Franco Pestilli, assistant professor in the IU Bloomington College of Arts and Sciences’ Department of Psychological and Brain Sciences, has received the equivalent of $100,000 to develop a cloud-based computing platform for neuroscience called Brain Life. Beth Plale, professor in the IU School of Informatics and Computing, has received the equivalent of $60,000 to advance a platform called SEADTrain that provides hands-on project training in data science.
The Brain Life project, currently in beta phase, provides researchers in fields such as neuroscience, computer science and engineering the ability to share brain data and algorithms used to analyze that data among colleagues across institutions.
“By providing a framework where code and data can come together – seamlessly connected to a cloud-computing infrastructure – Brain Life will enable researchers to address critical issues of scientific reproducibility,” said Pestilli, who is also co-director of the Advanced Computational Neuroscience Network, a part of the Midwest Big Data Hub. “It will also offer highly sophisticated technology to institutions and scientists with limited computing resources and data.”
The brain data analysis tools also will be available to researchers across the globe in a format accessible in multiple software environments.
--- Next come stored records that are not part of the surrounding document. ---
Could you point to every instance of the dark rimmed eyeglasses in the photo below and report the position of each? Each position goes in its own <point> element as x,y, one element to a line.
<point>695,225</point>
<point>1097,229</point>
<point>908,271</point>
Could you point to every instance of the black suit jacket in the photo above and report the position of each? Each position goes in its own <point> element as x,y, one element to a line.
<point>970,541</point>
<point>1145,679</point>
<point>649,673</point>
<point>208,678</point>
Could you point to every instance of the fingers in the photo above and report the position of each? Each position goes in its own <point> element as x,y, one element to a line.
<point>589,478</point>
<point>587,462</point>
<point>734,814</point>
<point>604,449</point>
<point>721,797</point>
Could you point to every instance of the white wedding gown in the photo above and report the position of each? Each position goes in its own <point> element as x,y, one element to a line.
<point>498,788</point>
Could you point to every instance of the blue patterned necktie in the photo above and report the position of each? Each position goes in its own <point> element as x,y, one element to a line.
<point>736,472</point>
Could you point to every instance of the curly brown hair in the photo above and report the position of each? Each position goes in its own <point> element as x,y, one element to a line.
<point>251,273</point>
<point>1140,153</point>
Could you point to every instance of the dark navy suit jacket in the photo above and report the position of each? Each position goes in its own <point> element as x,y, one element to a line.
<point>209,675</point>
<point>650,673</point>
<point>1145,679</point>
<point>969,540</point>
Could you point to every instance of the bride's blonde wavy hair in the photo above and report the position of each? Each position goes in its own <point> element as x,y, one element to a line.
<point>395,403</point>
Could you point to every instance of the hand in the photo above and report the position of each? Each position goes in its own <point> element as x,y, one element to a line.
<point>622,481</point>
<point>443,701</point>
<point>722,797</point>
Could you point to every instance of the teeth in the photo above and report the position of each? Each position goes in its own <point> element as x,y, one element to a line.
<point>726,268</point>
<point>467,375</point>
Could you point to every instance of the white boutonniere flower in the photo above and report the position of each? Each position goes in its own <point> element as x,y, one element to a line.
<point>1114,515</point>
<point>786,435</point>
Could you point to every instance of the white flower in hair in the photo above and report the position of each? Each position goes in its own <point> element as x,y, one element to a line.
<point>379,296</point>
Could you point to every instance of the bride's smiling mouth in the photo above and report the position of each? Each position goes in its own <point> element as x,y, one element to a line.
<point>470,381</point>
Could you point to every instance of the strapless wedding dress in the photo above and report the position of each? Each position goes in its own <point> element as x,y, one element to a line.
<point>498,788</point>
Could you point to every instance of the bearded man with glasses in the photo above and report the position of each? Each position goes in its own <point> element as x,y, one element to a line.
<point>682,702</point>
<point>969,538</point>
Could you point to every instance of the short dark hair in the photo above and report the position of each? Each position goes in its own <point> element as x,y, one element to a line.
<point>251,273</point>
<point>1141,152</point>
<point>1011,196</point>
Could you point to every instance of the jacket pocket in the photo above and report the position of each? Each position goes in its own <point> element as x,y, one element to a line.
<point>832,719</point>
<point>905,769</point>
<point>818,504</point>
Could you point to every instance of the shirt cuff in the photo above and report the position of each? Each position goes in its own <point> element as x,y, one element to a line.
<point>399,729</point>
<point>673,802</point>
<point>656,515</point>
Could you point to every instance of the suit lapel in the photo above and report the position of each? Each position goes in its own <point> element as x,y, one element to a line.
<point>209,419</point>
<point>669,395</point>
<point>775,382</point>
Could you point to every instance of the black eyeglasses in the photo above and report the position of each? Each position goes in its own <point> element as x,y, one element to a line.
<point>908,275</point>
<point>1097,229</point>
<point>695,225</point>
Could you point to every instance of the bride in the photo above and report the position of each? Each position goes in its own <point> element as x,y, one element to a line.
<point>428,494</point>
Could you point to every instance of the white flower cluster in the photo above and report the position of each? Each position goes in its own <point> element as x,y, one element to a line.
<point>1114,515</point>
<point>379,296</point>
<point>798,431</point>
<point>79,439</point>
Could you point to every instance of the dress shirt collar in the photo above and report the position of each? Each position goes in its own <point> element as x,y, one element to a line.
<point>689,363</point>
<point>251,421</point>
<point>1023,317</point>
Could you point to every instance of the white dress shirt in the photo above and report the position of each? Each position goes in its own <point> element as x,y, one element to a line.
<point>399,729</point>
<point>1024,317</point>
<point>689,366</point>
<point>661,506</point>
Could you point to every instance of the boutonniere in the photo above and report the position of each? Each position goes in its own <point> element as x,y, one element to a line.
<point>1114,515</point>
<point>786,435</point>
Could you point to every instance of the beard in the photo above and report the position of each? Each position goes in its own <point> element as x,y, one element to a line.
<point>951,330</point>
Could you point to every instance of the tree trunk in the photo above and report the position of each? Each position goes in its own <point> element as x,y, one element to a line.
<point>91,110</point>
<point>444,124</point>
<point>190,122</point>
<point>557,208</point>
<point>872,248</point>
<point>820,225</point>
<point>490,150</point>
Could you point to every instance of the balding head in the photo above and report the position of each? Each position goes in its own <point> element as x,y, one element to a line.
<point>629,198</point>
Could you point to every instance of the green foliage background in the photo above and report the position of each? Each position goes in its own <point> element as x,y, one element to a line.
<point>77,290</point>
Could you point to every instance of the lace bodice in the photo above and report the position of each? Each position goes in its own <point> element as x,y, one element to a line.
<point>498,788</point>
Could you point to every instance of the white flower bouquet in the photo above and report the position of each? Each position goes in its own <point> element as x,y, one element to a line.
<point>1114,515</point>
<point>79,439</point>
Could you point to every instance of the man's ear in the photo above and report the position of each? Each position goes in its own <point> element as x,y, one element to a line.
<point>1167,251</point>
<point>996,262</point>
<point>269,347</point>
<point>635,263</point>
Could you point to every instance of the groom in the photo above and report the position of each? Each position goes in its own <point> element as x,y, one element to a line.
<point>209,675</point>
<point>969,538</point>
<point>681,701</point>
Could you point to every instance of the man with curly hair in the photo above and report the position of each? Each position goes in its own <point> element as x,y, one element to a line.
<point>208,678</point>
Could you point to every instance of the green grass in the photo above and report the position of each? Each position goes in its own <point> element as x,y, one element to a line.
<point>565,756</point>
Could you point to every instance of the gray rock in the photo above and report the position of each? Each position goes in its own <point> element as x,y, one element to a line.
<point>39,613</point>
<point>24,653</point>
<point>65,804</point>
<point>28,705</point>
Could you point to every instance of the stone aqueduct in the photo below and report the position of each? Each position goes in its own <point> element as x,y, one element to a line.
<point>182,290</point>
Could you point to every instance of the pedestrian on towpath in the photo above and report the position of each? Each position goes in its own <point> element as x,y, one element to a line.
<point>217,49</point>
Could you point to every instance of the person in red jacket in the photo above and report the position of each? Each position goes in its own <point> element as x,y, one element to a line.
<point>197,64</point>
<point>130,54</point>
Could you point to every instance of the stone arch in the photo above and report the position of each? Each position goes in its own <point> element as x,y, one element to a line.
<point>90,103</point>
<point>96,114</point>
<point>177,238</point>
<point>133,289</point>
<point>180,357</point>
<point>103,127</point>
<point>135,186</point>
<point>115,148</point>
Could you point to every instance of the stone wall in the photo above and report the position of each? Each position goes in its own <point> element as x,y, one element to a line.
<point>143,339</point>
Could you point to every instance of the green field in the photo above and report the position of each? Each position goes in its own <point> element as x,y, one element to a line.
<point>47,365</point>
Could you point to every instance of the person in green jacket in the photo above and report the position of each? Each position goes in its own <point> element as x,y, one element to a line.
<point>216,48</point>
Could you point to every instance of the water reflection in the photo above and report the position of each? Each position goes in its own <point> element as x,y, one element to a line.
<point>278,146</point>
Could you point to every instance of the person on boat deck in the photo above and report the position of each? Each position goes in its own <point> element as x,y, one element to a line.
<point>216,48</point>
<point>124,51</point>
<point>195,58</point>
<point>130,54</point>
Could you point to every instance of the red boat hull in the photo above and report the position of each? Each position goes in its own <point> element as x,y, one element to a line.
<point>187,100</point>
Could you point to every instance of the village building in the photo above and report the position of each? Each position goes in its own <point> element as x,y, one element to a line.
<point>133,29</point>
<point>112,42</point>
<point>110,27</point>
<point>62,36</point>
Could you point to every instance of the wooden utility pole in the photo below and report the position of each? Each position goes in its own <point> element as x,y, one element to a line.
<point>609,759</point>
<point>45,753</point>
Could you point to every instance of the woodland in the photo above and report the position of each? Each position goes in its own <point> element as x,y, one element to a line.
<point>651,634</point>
“This new computational resource promises to accelerate the pace of scientific discovery across disciplinary boundaries – simultaneously serving the interests of numerous fields such that they can better sustain and support each other,” Pestilli said.
The project led by Plale, SEADTrain, brings together publishing tools from the NSF-funded Sustainable Environments Actionable Data project with advancements in persistent ID technology to harness the Azure Cloud platform for workforce training in big data methodologies.
“It is well known that learning is most effectively done with hands-on exercises, especially in data science when students can learn how to manage and analyze data using real world data sets – including big, messy ones,” Plale said. “The project and platform will speed the offering of hands-on training programs, particularly at smaller institutions because it removes a current barrier of lack of access to real-world data sets and computers on which analysis can run.”
For example, a weather researcher could publish a dataset through SEADTrain for use by other members of the Midwest Big Data Hub. The SEADTrain dataset publisher tool allows the researcher to curate the dataset and assign a persistent ID to the information. This dataset can then be used in training exercises or research by others, with proper credit for the shared data attributed to the original researcher.
The support from Microsoft will enable the SEADTrain training environment to be prototyped on the Azure Cloud services for the first time. Brain Life, which runs on IU’s high-performance computing resources and the NSF-funded Jetstream, will be transferred to the Azure Cloud service. Both actions will extend the systems to commercial clouds systems, Plale said.
The Midwest Big Data Hub facilitates ongoing development in data sharing, training and innovation by creating new big data public-private partnerships in the Midwest. Collaboration within and between the hubs nationwide aims to solve some of the country’s most pressing research and development challenges related to extracting knowledge and insights from large, complex collections of digital data. Plale is a co-principal investigator and a member of the steering committee of the Midwest Big Data Hub.